The pudding turned out denser and firmer than I'd expected. Well set--like it had been thickened with gelatin (when really it was just ground up spelt and long, slow baking that thickened it). I was hoping for a creamier texture, but this stuff was hearty and a little chewy. Although it wasn't what I was expecting, I liked it. It's unique, and eating it makes me feel healthy! However, it didn't satisfy my rice pudding cravings. I've got my eye on these three recipes, and I'd better try one of them soon, since it won't be rice pudding season for much longer.

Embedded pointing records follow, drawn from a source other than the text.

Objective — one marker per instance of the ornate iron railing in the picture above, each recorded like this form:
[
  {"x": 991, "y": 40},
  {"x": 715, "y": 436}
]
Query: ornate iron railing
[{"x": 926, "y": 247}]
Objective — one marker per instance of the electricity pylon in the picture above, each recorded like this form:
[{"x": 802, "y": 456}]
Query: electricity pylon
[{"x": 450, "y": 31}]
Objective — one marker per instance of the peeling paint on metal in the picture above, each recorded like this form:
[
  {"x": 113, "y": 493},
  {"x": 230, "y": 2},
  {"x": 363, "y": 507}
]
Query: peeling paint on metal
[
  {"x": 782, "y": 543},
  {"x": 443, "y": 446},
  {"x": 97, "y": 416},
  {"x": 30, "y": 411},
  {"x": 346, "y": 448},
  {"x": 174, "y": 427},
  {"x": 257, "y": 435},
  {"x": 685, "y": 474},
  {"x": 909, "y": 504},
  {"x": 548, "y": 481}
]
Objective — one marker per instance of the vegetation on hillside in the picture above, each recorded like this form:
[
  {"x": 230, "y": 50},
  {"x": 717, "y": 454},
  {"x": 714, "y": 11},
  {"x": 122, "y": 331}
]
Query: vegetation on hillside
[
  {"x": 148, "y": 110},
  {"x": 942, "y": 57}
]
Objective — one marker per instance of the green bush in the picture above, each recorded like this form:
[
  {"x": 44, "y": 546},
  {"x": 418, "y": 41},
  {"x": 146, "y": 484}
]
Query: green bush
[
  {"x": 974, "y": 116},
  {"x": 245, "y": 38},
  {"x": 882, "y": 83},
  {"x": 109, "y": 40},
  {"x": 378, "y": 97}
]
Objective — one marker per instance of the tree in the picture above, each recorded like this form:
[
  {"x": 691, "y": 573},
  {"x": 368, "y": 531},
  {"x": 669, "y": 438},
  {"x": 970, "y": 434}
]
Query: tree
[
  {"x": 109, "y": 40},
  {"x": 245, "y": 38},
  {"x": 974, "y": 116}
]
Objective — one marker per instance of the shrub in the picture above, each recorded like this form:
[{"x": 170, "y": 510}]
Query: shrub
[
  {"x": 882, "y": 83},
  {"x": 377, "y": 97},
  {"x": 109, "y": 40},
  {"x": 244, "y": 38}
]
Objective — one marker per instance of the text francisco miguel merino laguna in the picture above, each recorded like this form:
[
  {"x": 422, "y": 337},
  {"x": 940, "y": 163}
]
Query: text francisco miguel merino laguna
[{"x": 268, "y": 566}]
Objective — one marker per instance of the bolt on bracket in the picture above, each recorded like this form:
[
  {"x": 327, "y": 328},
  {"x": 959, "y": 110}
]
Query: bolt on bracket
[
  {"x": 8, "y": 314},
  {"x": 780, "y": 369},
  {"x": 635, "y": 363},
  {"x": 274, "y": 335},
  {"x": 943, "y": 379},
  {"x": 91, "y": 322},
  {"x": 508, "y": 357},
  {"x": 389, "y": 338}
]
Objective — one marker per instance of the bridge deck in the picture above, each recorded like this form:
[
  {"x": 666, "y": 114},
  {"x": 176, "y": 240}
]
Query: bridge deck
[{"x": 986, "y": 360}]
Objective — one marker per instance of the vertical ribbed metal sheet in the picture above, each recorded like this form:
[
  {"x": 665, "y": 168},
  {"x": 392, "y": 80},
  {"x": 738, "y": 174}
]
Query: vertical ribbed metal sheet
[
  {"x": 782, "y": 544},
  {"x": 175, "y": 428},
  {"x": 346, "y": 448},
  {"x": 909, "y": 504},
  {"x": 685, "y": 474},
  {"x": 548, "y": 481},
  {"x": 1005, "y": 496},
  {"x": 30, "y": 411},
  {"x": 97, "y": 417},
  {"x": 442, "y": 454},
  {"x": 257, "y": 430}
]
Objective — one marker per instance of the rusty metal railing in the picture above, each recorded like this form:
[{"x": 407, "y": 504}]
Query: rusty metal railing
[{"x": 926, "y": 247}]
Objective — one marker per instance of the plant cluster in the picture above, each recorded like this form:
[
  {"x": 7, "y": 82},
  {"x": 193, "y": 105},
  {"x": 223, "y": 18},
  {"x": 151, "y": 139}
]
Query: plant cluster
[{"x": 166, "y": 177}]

I also made another batch of Classic Brownies to use up the leftover butter and chocolate from the Tahoe trip. Most of them went to work with me today and were well received by my coworkers. I let the brownies cool for the full 2 hours this time, and they cut more cleanly, though there was still some crumbling. It seems that people prefer pecan-topped brownies to plain, since on both occasions the plain brownies lasted longer. I always thought most people didn't like brownies with nuts, but I guess that's not the case. They're yummy, either way (as the sign indicates).

Classic brownies

Sunday, April 1, 2007

Kozo Paper Quilt

I bought some cute scraps from Kozo back in December. I wanted to be able to enjoy them every day, so I made a little paper quilt using small pieces of the paper. I cut 1.75 x 2.5-inch rectangles (and a few larger pieces) and sewed them together with a 1/4-inch seam allowance. Unfortunately, some of the pieces got a little puckered, so it doesn't look totally smooth, but it's good enough. Now I can enjoy the monkeys and bunnies every time I go into our guest room!